Students will have access to the magazine stories Dorothy has been writing for a twice-annual tourism magazine, as well as the podcasts she’s been creating.
“The teachers have told me they want more murder stories,” Dorothy said. “And we have plenty of those. We have murder mysteries, too.”
Among these murder mysteries is the story of Minnie Brown, who claimed she’d shot her husband because he was abusing her. She said the shooting was a case of self-defense.
But the location where Brown said she was standing didn’t match the forensic evidence collected at the scene. Investigators determined the bullet had traveled through a trap door instead, where she may have been hiding someone else.
Nor was the gun Brown said she used to shoot her husband the one that actually shot him. Her husband was killed by a bullet from a different gun.
Investigators concluded she was protecting whoever had shot her husband, but no one was ever able to figure out who. It’s a cold case that’s never been solved.
“So, I think the way we’re going to present it is all the facts, and here’s the list of suspects, and then let people decide who they think it is,” she said. “The kids are really excited about that, especially the eighth graders, the seventh and eighth graders.”
Dorothy said the outlaws who ran through Thermopolis were just as often as not law-abiding citizens. Sometimes their roles even changed according on scheduled days. Like Slick Nard, for example. He was a sheriff’s deputy on certain days of the week, and an outlaw on others.
“One day he was arrested, the next day they let him out of jail and he was back to being the deputy,” Dorothy said. “And he wasn't an exception of the rule. He was the norm.”
Dorothy believes the term outlaw was a bit relative, given what was going on at the time, and tells a story about Butch Cassidy to illustrate her point.
The tax man was coming to take away a widow’s land, so Cassidy loaned her the $75 she needed to save her farm.
That particularly disappointed the tax man because he wasn’t after the taxes at all. He was just using the law to take land away from homesteaders, Dorothy said.
“The funny part about the story is, and that’s why he’s Robin Hood, is that on the (taxman’s) way back, guess who got robbed?” Dorothy said, laughing.
Cassidy and his “Wild Bunch” saw such actions as justified, Dorothy added, because the law at the time wasn’t about protecting the little guys. She said it protected the powerful. Those with power and money wanted homesteaders’ land and would accuse them of being rustlers. Then they would hire assassins to kill the homesteaders.
“So, when they weren’t robbing or doing (outlaw) things, they were employed as cowboys for different ranches around here,” Dorothy said.
As she’s been working on individual outlaw stories, digging into the little mysteries that can be so intriguing and put a new slant on the old history.
Dorothy is also finding that many of the outlaws of that time period still have living descendants in Thermopolis. And some of them are able to remember details about their outlaw relatives.
Like the granddaughter of Wild Bunch gang member Elsy Lay, for example.

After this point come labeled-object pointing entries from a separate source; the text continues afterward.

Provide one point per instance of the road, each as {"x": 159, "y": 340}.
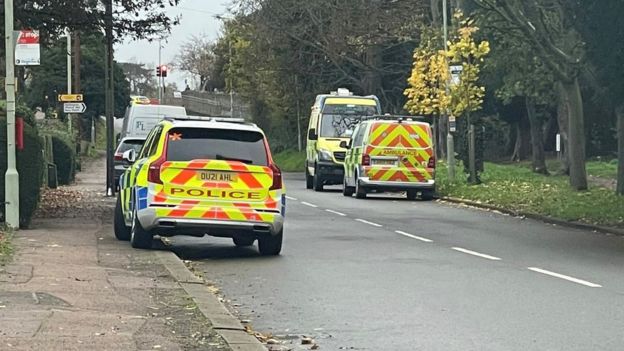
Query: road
{"x": 391, "y": 274}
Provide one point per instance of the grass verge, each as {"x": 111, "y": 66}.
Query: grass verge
{"x": 516, "y": 188}
{"x": 290, "y": 161}
{"x": 6, "y": 247}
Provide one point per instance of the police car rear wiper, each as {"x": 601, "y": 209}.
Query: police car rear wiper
{"x": 224, "y": 158}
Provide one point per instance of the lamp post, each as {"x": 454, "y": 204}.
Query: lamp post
{"x": 450, "y": 144}
{"x": 11, "y": 177}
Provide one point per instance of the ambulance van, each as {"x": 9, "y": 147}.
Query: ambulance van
{"x": 333, "y": 119}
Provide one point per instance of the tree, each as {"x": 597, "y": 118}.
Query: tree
{"x": 197, "y": 57}
{"x": 547, "y": 26}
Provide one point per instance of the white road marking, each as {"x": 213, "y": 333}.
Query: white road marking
{"x": 566, "y": 277}
{"x": 336, "y": 212}
{"x": 367, "y": 222}
{"x": 413, "y": 236}
{"x": 474, "y": 253}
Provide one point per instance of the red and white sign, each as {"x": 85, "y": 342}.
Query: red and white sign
{"x": 27, "y": 51}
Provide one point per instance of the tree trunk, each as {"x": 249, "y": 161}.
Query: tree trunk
{"x": 538, "y": 157}
{"x": 576, "y": 134}
{"x": 620, "y": 175}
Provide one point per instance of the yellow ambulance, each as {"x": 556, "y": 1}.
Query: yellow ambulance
{"x": 390, "y": 153}
{"x": 333, "y": 119}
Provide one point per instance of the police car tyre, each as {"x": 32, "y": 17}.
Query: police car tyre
{"x": 270, "y": 245}
{"x": 122, "y": 232}
{"x": 139, "y": 237}
{"x": 426, "y": 195}
{"x": 243, "y": 242}
{"x": 346, "y": 189}
{"x": 309, "y": 179}
{"x": 317, "y": 181}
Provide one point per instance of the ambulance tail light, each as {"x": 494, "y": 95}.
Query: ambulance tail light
{"x": 153, "y": 173}
{"x": 277, "y": 177}
{"x": 431, "y": 163}
{"x": 366, "y": 160}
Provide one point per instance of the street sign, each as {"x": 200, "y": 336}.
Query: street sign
{"x": 74, "y": 107}
{"x": 70, "y": 98}
{"x": 27, "y": 48}
{"x": 456, "y": 71}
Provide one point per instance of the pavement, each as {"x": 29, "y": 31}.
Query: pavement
{"x": 386, "y": 273}
{"x": 73, "y": 286}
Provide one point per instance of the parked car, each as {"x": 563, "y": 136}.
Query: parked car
{"x": 202, "y": 176}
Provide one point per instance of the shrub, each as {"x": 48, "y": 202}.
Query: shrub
{"x": 30, "y": 169}
{"x": 65, "y": 159}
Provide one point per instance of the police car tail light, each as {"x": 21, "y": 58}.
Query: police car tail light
{"x": 431, "y": 163}
{"x": 153, "y": 173}
{"x": 277, "y": 177}
{"x": 366, "y": 160}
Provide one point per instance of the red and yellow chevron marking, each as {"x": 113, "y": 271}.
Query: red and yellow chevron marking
{"x": 238, "y": 199}
{"x": 410, "y": 143}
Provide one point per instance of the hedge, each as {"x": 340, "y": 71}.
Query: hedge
{"x": 65, "y": 159}
{"x": 30, "y": 167}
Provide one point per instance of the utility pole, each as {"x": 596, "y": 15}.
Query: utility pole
{"x": 450, "y": 144}
{"x": 110, "y": 103}
{"x": 11, "y": 178}
{"x": 69, "y": 74}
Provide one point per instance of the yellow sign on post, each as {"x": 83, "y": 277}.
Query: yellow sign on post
{"x": 70, "y": 98}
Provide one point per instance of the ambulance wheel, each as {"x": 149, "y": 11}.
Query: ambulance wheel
{"x": 139, "y": 237}
{"x": 346, "y": 189}
{"x": 270, "y": 245}
{"x": 317, "y": 182}
{"x": 360, "y": 193}
{"x": 243, "y": 242}
{"x": 122, "y": 232}
{"x": 426, "y": 195}
{"x": 309, "y": 179}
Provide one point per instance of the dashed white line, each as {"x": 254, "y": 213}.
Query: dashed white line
{"x": 369, "y": 223}
{"x": 336, "y": 212}
{"x": 413, "y": 236}
{"x": 565, "y": 277}
{"x": 478, "y": 254}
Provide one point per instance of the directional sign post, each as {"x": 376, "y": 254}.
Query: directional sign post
{"x": 74, "y": 107}
{"x": 70, "y": 98}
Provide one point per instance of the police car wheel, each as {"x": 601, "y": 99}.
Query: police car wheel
{"x": 243, "y": 242}
{"x": 346, "y": 189}
{"x": 270, "y": 245}
{"x": 309, "y": 180}
{"x": 317, "y": 181}
{"x": 139, "y": 237}
{"x": 122, "y": 232}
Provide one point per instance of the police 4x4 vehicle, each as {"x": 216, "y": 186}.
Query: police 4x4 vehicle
{"x": 390, "y": 153}
{"x": 333, "y": 119}
{"x": 197, "y": 176}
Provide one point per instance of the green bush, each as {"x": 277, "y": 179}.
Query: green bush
{"x": 30, "y": 169}
{"x": 65, "y": 159}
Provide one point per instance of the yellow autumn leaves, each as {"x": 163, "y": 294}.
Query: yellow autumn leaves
{"x": 430, "y": 91}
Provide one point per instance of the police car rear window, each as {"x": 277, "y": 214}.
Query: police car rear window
{"x": 186, "y": 144}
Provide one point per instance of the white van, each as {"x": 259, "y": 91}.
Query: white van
{"x": 140, "y": 119}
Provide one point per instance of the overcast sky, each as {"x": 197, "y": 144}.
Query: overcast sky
{"x": 197, "y": 17}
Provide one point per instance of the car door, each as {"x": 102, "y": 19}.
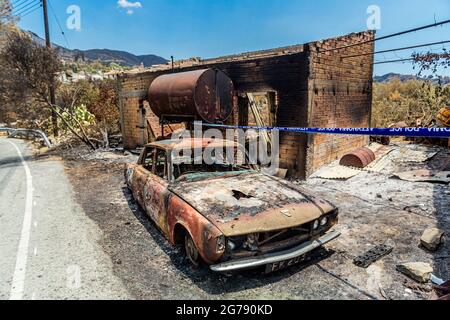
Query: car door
{"x": 156, "y": 190}
{"x": 141, "y": 174}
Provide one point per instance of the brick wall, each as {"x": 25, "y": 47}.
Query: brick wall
{"x": 340, "y": 95}
{"x": 284, "y": 74}
{"x": 312, "y": 89}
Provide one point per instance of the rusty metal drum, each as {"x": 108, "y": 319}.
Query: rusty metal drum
{"x": 205, "y": 95}
{"x": 360, "y": 158}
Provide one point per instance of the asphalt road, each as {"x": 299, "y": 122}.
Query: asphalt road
{"x": 48, "y": 247}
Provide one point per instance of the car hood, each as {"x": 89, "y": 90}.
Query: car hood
{"x": 251, "y": 202}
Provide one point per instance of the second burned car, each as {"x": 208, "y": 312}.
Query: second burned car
{"x": 229, "y": 216}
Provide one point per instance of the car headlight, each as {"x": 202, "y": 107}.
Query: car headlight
{"x": 316, "y": 225}
{"x": 231, "y": 245}
{"x": 220, "y": 245}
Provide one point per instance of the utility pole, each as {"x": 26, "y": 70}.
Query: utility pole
{"x": 52, "y": 85}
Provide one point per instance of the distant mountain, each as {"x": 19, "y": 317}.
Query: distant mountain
{"x": 406, "y": 77}
{"x": 122, "y": 58}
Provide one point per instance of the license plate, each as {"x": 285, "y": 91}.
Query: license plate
{"x": 272, "y": 267}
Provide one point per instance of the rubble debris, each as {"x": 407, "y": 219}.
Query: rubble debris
{"x": 360, "y": 158}
{"x": 419, "y": 271}
{"x": 441, "y": 288}
{"x": 374, "y": 254}
{"x": 432, "y": 238}
{"x": 409, "y": 155}
{"x": 282, "y": 173}
{"x": 444, "y": 116}
{"x": 425, "y": 175}
{"x": 435, "y": 280}
{"x": 336, "y": 172}
{"x": 384, "y": 140}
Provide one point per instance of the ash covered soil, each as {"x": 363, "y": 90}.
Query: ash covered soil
{"x": 151, "y": 268}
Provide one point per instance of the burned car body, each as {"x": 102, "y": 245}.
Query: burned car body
{"x": 231, "y": 217}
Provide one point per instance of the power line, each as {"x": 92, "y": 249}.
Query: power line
{"x": 18, "y": 3}
{"x": 30, "y": 12}
{"x": 30, "y": 5}
{"x": 23, "y": 6}
{"x": 392, "y": 61}
{"x": 389, "y": 36}
{"x": 399, "y": 60}
{"x": 59, "y": 25}
{"x": 397, "y": 49}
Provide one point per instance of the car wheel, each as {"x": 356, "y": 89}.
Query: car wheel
{"x": 191, "y": 250}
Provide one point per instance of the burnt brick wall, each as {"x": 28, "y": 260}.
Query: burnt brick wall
{"x": 284, "y": 74}
{"x": 340, "y": 95}
{"x": 313, "y": 89}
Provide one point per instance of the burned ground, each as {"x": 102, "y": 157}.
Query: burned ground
{"x": 374, "y": 209}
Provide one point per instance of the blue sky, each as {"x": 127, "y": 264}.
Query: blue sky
{"x": 208, "y": 28}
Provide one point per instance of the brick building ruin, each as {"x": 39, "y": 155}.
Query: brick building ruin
{"x": 295, "y": 86}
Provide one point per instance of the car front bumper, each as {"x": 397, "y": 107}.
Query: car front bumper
{"x": 258, "y": 261}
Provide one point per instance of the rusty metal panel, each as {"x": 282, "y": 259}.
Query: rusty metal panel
{"x": 202, "y": 94}
{"x": 360, "y": 158}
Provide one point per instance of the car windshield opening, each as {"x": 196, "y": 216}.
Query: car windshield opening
{"x": 209, "y": 160}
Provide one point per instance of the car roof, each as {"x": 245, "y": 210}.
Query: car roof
{"x": 192, "y": 143}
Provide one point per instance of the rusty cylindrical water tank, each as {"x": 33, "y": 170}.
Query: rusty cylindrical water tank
{"x": 359, "y": 158}
{"x": 205, "y": 95}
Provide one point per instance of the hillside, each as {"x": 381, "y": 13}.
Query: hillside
{"x": 406, "y": 77}
{"x": 122, "y": 58}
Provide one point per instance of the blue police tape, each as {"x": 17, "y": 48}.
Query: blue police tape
{"x": 393, "y": 132}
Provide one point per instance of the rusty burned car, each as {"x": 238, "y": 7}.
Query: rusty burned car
{"x": 231, "y": 217}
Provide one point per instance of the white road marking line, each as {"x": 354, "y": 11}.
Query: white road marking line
{"x": 18, "y": 282}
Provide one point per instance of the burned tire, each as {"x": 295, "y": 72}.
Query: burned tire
{"x": 191, "y": 251}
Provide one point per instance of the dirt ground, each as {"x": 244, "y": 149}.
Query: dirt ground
{"x": 374, "y": 209}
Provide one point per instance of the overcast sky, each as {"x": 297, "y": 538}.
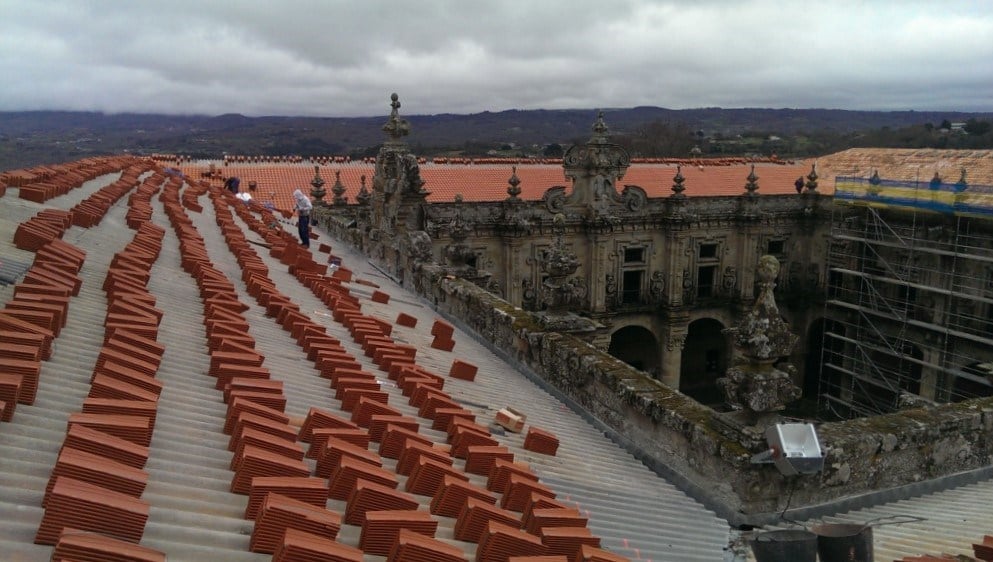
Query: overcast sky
{"x": 338, "y": 58}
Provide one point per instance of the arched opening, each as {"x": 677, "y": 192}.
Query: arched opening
{"x": 637, "y": 347}
{"x": 704, "y": 360}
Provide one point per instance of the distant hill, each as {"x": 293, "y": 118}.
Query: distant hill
{"x": 41, "y": 137}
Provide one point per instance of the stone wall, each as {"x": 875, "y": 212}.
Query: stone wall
{"x": 903, "y": 453}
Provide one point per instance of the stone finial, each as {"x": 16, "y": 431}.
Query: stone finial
{"x": 514, "y": 190}
{"x": 677, "y": 183}
{"x": 599, "y": 129}
{"x": 751, "y": 186}
{"x": 363, "y": 195}
{"x": 317, "y": 185}
{"x": 338, "y": 189}
{"x": 396, "y": 127}
{"x": 812, "y": 179}
{"x": 756, "y": 385}
{"x": 763, "y": 335}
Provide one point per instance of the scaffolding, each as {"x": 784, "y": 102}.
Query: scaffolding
{"x": 909, "y": 311}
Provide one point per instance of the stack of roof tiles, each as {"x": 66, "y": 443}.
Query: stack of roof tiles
{"x": 381, "y": 529}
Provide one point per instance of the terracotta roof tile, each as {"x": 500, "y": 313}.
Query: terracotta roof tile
{"x": 488, "y": 182}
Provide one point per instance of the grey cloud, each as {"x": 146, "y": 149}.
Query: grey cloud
{"x": 343, "y": 58}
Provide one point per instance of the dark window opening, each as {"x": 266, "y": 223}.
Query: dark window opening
{"x": 711, "y": 360}
{"x": 631, "y": 293}
{"x": 705, "y": 281}
{"x": 634, "y": 255}
{"x": 835, "y": 284}
{"x": 708, "y": 250}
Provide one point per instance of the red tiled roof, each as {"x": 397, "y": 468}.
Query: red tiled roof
{"x": 488, "y": 182}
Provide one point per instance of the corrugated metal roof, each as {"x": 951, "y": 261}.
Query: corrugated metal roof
{"x": 193, "y": 515}
{"x": 946, "y": 522}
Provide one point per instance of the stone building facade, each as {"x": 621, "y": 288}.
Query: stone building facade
{"x": 655, "y": 281}
{"x": 614, "y": 300}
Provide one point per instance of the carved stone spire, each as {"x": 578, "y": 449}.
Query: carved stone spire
{"x": 812, "y": 179}
{"x": 363, "y": 195}
{"x": 599, "y": 130}
{"x": 317, "y": 185}
{"x": 514, "y": 190}
{"x": 752, "y": 184}
{"x": 761, "y": 338}
{"x": 677, "y": 184}
{"x": 395, "y": 127}
{"x": 338, "y": 189}
{"x": 595, "y": 169}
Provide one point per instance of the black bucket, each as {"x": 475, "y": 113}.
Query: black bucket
{"x": 785, "y": 546}
{"x": 838, "y": 542}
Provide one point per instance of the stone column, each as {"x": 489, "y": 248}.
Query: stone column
{"x": 674, "y": 339}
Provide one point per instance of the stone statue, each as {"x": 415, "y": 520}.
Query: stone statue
{"x": 756, "y": 385}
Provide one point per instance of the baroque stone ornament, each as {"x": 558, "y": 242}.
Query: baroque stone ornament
{"x": 338, "y": 189}
{"x": 317, "y": 186}
{"x": 756, "y": 385}
{"x": 558, "y": 292}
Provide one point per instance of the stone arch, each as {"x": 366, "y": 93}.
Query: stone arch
{"x": 637, "y": 346}
{"x": 705, "y": 358}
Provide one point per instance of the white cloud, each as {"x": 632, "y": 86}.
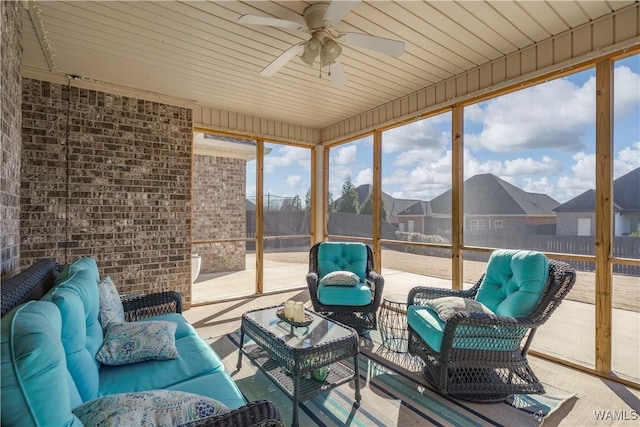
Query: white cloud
{"x": 422, "y": 135}
{"x": 365, "y": 176}
{"x": 627, "y": 160}
{"x": 292, "y": 181}
{"x": 346, "y": 155}
{"x": 553, "y": 114}
{"x": 626, "y": 92}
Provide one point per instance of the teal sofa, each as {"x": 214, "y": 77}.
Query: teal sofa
{"x": 49, "y": 348}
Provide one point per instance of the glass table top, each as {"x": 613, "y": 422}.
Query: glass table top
{"x": 320, "y": 331}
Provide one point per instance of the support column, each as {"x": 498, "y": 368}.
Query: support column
{"x": 604, "y": 213}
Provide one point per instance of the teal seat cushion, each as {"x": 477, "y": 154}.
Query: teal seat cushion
{"x": 514, "y": 282}
{"x": 217, "y": 385}
{"x": 426, "y": 323}
{"x": 195, "y": 358}
{"x": 78, "y": 301}
{"x": 341, "y": 256}
{"x": 36, "y": 387}
{"x": 358, "y": 295}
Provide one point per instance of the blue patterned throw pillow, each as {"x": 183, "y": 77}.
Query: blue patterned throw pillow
{"x": 132, "y": 342}
{"x": 340, "y": 278}
{"x": 149, "y": 408}
{"x": 110, "y": 305}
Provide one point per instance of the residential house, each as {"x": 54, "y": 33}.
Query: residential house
{"x": 576, "y": 217}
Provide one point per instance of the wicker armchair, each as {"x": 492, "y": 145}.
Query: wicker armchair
{"x": 482, "y": 357}
{"x": 361, "y": 317}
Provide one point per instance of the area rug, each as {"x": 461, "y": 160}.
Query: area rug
{"x": 393, "y": 394}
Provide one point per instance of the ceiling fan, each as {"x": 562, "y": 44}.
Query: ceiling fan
{"x": 325, "y": 42}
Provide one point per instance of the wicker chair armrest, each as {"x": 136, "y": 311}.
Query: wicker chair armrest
{"x": 138, "y": 307}
{"x": 509, "y": 331}
{"x": 419, "y": 294}
{"x": 376, "y": 283}
{"x": 259, "y": 413}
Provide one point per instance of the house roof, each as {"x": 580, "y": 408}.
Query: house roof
{"x": 626, "y": 196}
{"x": 486, "y": 194}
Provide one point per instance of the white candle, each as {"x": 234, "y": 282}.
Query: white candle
{"x": 298, "y": 312}
{"x": 288, "y": 309}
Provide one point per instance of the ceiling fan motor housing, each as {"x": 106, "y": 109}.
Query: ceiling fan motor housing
{"x": 314, "y": 16}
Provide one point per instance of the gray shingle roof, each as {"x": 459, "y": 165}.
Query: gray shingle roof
{"x": 486, "y": 194}
{"x": 626, "y": 196}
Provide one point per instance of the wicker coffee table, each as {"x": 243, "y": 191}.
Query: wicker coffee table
{"x": 290, "y": 355}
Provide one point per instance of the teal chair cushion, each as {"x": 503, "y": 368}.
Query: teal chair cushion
{"x": 36, "y": 387}
{"x": 514, "y": 282}
{"x": 426, "y": 322}
{"x": 358, "y": 295}
{"x": 340, "y": 256}
{"x": 82, "y": 336}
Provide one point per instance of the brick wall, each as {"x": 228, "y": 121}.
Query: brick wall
{"x": 10, "y": 113}
{"x": 116, "y": 187}
{"x": 219, "y": 211}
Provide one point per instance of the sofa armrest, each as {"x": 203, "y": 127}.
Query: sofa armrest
{"x": 138, "y": 307}
{"x": 259, "y": 413}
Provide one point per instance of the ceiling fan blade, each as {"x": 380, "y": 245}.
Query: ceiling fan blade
{"x": 337, "y": 10}
{"x": 338, "y": 77}
{"x": 282, "y": 60}
{"x": 379, "y": 44}
{"x": 273, "y": 22}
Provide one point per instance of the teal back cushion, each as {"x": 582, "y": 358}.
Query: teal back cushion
{"x": 514, "y": 282}
{"x": 77, "y": 299}
{"x": 84, "y": 263}
{"x": 36, "y": 390}
{"x": 338, "y": 256}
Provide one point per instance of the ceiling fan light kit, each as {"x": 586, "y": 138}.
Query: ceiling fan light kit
{"x": 320, "y": 19}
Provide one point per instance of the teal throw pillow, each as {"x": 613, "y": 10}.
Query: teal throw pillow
{"x": 340, "y": 278}
{"x": 111, "y": 309}
{"x": 132, "y": 342}
{"x": 448, "y": 306}
{"x": 149, "y": 408}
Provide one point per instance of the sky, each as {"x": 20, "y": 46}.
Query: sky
{"x": 541, "y": 139}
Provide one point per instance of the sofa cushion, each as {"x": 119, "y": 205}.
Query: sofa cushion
{"x": 111, "y": 309}
{"x": 217, "y": 385}
{"x": 514, "y": 282}
{"x": 133, "y": 342}
{"x": 36, "y": 387}
{"x": 151, "y": 408}
{"x": 195, "y": 359}
{"x": 358, "y": 295}
{"x": 83, "y": 263}
{"x": 334, "y": 256}
{"x": 184, "y": 328}
{"x": 78, "y": 301}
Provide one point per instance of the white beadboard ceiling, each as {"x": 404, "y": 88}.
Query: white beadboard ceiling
{"x": 197, "y": 51}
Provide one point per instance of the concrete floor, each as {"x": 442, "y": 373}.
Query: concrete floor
{"x": 569, "y": 334}
{"x": 593, "y": 393}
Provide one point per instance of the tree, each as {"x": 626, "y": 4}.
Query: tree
{"x": 367, "y": 207}
{"x": 307, "y": 200}
{"x": 348, "y": 201}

“We’re not talking great-granddaughter here,” Dorothy said. “We’re talking granddaughter.”
That modern-day connection is making the excavation of outlaw history in Thermopolis all the more interesting and compelling. It also makes the potential for tourism opportunities fantastic, and something Dorothy believes will ultimately turn into something truly one of a kind.
“I cannot tell you exactly where this is going to take us because we’re on the outlaw trail,” she said. “And we’re just following it to where it’s going to take us. I didn’t expect it to detour to the school and get the kids excited, but it did, and it’s been great.”